Admissions | Pearson

In this section, I will talk about topics such signal processing and system identification, optimization and machine learning. As I mentioned in the home page, all these subjects are actually connected, because (simply), they all use the same main logic. Below, I will mention about how these topics are connected. Then, I will briefly explain the main methods and techniques (that I encountered the most) within each different topic.

I will also talk about the books that I consider the most useful for each topic.

Of course, probability and math knowledge play a significant role. I will also explain which books provides good explanations of the math and probability needed for signal processing and system identification, optimization and machine learning.

I hope you will enjoy :)

Introduction

As I understood so far, I would like to say that entire signal processing/system identification and machine learning are based on the simple following relation: an input interacts with a system and creates an output (see the figure at right). In most cases, the optimization methods come into play to find the parameters of the system that produces the desired outputs.

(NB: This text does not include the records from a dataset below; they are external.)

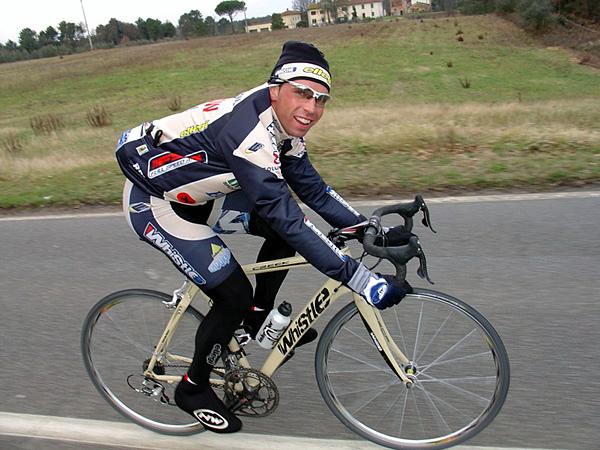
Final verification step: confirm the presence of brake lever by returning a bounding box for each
[417,239,435,284]
[417,195,437,233]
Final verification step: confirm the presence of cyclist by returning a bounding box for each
[116,41,411,433]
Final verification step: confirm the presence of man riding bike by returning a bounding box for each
[116,41,411,433]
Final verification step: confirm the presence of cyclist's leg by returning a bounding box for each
[250,211,296,311]
[244,211,318,347]
[124,185,252,432]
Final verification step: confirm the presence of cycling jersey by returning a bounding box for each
[116,84,370,291]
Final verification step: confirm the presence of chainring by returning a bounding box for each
[224,368,279,417]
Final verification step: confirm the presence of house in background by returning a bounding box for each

For example, the goal of signal processing and machine learning is to design the filter coefficients or neural network or machine learning methods’ parameters to generate the desired outputs. So, optimization methods come into play to find the most optimum parameters to generate the desired outputs. The goal of system identification is to find the parameters of the systems using only the output or both the input and output. So, optimization methods come into play again to find the most optimum parameters that represent the system. Accordingly. in signal processing, the system can be considered to be the filter coefficients; in machine learning, the system can be considered to be a neural network (e.g., that performs image classification) or parameters of another machine learning method; and in system identification, the system can be considered to be the dynamic characteristics of a structure or an engine (below, I will talk more about what the systems can represent for different applications).

Now the tricky part: system identification and signal processing can be very difficult to differentiate. This is because, most of the time, the signals have specific features (e.g., specific frequencies, shapes, decay rates, phases… ), unless the signal is a pure random signal. Signals can have such features due to two reasons:

1) The signals can interact with a system, so they change their features. As an example, wind can cause a building to vibrate, and buildings have specific resonance frequencies, so if a signal is recorded from the building, it will have the characteristics of the building’s vibrational behavior.

2) The signals can be initially generated with specific features. For example, each word you say will create different acoustic waves with different frequencies.

Therefore, system identification can be applied to signals that are produced as a result of their interaction with systems (which represent real mechanisms). However, it is possible to model the signals that are created with specific features as the output of hypothetical systems. The book “Digital Signal Processing and Spectral Analysis for Scientists” explain this approach clearly. Consequently, many signal processing books will contain chapters regarding estimating the parameters of the signals, which gives the parameter of real or hypothetical systems.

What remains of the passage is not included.